Tino Sehgal, Palais de Tokyo, 2016

Infine un’altra interessante idea riguarda il mutato ruolo della scienza nel presente. Prima era vessillo di verità ed oggi invece è scaduta a semplice opinione con opposte fazioni che si confrontano sui media. Pro o contro la verità della “distruzione” climatica? Tutto il mondo sottomesso all’egoismo dei potenti, alla necessità della corsa verso il progresso. Mi ricorda una coreografia di Tino Sehgal (2016) al Palais de Tokyo di Parigi. Dei performer venivano incontro ai visitatori e chiedevano che cosa ne pensavamo del progresso, poi si arrivava in un amplio spazio dove altri performer si raggruppavano come stormi di uccelli che si muovevano fluidi tra i visitatori. La filosofia e l’arte cui possiamo aggiungere la poesia, funzionano da monito, parlano con parole di verità, trasfigurano il presente per parlarne con pienezza di senso. Nel caso del nostro libro anche con sapida arguzia.

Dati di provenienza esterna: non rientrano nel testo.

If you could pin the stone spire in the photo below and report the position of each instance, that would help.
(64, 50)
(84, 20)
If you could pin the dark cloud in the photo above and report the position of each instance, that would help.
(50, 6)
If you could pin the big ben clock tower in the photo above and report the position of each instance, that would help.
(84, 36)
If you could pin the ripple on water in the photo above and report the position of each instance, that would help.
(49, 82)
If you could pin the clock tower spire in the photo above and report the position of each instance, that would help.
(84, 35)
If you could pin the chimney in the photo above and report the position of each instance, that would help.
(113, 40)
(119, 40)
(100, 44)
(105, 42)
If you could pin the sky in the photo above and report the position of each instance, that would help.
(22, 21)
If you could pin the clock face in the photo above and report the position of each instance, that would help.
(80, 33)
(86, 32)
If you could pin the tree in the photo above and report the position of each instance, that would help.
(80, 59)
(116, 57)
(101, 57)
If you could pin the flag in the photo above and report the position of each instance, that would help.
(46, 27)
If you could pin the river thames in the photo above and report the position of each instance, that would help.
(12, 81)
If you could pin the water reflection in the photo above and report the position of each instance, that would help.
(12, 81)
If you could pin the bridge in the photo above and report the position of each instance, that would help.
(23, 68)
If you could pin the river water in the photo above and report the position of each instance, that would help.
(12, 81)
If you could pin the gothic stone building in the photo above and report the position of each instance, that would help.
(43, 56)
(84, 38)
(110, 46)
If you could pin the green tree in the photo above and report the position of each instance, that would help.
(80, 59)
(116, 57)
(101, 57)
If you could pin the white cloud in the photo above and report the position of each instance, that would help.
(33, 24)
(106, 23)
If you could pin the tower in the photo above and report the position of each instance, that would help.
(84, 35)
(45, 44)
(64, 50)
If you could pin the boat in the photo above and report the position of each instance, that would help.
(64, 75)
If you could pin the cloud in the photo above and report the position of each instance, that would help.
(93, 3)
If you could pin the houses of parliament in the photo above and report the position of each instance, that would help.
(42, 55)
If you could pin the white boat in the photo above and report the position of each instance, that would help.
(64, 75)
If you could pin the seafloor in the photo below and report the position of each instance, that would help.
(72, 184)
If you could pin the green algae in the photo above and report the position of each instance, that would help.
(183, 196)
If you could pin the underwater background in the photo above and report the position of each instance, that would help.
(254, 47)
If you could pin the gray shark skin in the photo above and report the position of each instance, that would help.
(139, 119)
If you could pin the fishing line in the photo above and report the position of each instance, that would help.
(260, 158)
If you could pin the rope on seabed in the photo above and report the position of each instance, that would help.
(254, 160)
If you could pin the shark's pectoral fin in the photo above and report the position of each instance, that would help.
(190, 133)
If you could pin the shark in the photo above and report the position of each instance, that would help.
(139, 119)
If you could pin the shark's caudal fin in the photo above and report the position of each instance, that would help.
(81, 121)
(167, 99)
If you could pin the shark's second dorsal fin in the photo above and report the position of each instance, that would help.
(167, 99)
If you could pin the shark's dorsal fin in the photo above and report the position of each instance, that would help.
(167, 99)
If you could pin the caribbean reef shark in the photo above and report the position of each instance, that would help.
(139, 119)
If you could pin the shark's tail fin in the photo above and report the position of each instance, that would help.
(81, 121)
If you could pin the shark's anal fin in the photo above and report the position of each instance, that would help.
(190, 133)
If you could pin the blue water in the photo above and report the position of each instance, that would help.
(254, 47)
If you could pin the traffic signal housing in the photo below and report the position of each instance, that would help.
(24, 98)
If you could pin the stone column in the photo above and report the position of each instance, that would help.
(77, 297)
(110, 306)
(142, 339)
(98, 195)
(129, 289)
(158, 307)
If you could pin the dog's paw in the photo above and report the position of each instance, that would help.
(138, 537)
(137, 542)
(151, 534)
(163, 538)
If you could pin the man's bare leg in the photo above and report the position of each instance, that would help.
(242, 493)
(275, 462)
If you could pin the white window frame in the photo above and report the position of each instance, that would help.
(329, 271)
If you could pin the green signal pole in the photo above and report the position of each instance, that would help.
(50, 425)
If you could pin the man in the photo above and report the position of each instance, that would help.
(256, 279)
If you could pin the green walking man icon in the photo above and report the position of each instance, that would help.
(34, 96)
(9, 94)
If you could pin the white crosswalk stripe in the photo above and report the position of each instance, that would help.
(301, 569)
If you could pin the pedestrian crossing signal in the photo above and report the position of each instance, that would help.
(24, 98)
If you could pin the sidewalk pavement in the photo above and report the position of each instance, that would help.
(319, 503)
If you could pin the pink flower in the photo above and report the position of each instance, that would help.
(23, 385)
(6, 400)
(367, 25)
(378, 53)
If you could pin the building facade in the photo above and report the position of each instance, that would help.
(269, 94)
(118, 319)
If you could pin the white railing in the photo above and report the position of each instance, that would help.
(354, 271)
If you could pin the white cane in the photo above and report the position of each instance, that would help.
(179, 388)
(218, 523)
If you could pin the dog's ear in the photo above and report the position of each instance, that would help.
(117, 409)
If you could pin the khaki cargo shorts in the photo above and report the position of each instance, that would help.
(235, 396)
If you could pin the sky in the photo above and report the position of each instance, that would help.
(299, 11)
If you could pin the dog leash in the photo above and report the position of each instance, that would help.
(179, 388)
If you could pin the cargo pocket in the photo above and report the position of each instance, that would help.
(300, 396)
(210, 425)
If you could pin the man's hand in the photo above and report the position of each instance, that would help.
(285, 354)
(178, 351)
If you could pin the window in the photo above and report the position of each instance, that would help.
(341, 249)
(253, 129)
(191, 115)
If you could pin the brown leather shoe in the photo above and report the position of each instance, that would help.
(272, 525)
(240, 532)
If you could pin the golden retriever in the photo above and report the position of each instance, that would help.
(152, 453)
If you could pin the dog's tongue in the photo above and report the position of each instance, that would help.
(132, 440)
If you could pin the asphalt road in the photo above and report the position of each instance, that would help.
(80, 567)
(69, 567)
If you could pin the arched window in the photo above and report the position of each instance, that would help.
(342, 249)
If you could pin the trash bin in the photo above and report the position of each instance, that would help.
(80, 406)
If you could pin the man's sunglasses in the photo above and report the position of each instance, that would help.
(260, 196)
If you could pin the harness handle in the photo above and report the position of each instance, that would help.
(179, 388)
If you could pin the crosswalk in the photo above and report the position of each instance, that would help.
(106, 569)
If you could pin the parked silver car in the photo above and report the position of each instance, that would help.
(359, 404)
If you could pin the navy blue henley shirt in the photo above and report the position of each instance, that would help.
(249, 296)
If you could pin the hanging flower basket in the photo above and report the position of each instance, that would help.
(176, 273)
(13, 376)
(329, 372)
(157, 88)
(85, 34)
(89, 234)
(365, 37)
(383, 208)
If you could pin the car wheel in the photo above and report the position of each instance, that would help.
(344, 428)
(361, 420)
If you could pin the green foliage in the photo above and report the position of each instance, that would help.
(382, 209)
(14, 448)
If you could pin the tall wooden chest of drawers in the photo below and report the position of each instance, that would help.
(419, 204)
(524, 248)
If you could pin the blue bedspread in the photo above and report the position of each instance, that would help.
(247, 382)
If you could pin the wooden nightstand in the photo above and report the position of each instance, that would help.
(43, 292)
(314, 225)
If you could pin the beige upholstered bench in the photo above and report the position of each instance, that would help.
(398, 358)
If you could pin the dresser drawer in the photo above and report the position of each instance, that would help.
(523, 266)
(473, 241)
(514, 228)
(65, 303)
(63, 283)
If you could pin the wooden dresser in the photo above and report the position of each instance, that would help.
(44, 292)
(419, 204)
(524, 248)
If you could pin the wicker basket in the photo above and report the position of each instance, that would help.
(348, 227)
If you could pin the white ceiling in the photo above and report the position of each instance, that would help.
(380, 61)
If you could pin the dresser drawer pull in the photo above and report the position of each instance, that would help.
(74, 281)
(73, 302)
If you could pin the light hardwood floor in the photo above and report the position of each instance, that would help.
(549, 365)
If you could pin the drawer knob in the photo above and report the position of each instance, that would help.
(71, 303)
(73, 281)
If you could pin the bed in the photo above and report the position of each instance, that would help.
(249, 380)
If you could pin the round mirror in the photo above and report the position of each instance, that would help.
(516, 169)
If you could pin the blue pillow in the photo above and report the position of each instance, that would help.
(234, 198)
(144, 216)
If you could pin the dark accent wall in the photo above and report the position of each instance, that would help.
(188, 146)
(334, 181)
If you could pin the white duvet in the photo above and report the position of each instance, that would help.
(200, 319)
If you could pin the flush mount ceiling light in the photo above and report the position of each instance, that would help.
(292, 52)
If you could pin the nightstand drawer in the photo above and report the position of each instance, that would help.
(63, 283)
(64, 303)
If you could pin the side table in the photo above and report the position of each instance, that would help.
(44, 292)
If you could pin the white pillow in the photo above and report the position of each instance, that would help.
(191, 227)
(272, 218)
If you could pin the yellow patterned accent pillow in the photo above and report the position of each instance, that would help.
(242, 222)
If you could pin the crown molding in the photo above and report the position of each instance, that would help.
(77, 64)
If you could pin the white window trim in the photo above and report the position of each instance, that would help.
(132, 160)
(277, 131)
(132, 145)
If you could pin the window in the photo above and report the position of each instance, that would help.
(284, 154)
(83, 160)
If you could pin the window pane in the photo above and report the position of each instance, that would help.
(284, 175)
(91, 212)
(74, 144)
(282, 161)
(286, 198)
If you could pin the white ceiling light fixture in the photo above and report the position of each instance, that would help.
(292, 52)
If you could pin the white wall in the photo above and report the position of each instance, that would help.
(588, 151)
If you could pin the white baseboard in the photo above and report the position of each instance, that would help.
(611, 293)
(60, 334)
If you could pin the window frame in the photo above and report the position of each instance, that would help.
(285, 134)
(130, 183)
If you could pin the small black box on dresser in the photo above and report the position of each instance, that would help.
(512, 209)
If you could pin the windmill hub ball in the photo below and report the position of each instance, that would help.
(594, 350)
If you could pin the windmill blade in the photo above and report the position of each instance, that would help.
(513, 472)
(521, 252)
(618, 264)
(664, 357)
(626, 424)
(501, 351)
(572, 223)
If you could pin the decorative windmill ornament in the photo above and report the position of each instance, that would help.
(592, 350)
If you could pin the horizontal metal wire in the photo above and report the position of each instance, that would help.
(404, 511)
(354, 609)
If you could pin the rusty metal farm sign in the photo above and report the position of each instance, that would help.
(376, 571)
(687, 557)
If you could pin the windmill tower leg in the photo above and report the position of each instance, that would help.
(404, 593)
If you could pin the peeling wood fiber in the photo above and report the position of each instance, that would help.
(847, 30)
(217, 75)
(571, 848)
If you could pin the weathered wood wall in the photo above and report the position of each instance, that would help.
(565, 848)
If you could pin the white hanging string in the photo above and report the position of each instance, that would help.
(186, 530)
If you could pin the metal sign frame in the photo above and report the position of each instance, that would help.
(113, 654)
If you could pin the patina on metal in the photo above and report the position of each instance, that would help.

Una sola incitazione, ma rivolta all’editore Mucchi, il libro merita di essere letto proprio da tutti, anche quelli che non sono in possesso di un “civilissimo” cellulare ultimo modello. Quindi è necessario che al più presto se ne faccia anche la versione cartacea. Comunque per ora lo si può recuperare in rete e con anche un video dedicato.